Conheço um bocado de gente que vive de royalties de seu passado triste. “Eu poderia ser gentil, justo, correto, mas não me deram chances... sofri tanto que o mundo vai relevar e se não revelar, problema de quem é intolerante e incompreensivo comigo...”

Durante anos, passei a mão na cabeça, como se diz, ou me compadeci ou lutei no lugar de sofredores. Relevei absurdos porque as pessoas não teriam culpa de serem abusivas, folgadas, grosseiras, ingratas ou injustas. Eu estava errada. Podem não ter culpa, mas que são responsáveis pelas consequências, são.

Pretender escapar incólume de atitudes que ferem os outros, para mim, é sociopatia funcional.

Quem faz isso, e eu conheço muita gente que faz, pode receber alta de algum analista, mas não contará mais com a minha simpatia.

Quando foi que eu deixei de pagar royalties ao passado triste, confuso, neurótico das pessoas? Quando eu deixei de merecer a definição de um ex-namorado: você oferece mais do que as pessoas merecem e perdoa sempre os maus feitos?

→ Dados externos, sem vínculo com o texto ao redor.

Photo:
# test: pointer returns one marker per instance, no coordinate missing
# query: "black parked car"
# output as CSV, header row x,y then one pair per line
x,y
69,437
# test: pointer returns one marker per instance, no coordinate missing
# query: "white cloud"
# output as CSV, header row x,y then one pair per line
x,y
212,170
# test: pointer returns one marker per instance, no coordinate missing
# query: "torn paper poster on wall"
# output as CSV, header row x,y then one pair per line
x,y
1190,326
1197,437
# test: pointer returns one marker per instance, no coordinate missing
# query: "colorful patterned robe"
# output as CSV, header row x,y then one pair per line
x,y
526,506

Penso que o começo foi quando publiquei o romance “Fronteiras” e coloquei como epígrafe: meninas oferecidas apanham mais.

Ou quando descobri que as pessoas que vivem de royalties ignoravam minhas necessidades e não me poupavam. Por mais que eu oferecesse a elas compensações pelo que sofreram.

Interessante notar que eu também já tentei inúmeras vezes ganhar royalties por minhas dificuldades pregressas. Mas não colou. É como se me faltasse talento para a sedução, a manipulação essencial para esse tipo de sobrevivência. Não sei bater as pestanas, secar as lágrimas com um lencinho e dizer: sofri tanto e você ainda quer me fazer sofrer mais?

Meu modus operandi é o de acordar “alta”, olhar em volta e me perguntar: quantos tigres, quantas onças preciso abater hoje para seguir em frente?

Ou então sentar na frente do computador e escolher: que tipo de história posso contar hoje para enganar a rejeição, evitar o confronto, ganhar uns trocados?

É verdade que, às vezes, no início da noite, bate um “banzo”. Mais do tipo “como era gostoso o meu francês”, do que “ai que saudades que eu tenho da aurora da minha vida”.

É muito libertador abrir mão das tristezas que passaram, concentrar no presente de júbilo. Sem carregar nas costas as dores ou as fraquezas alheias.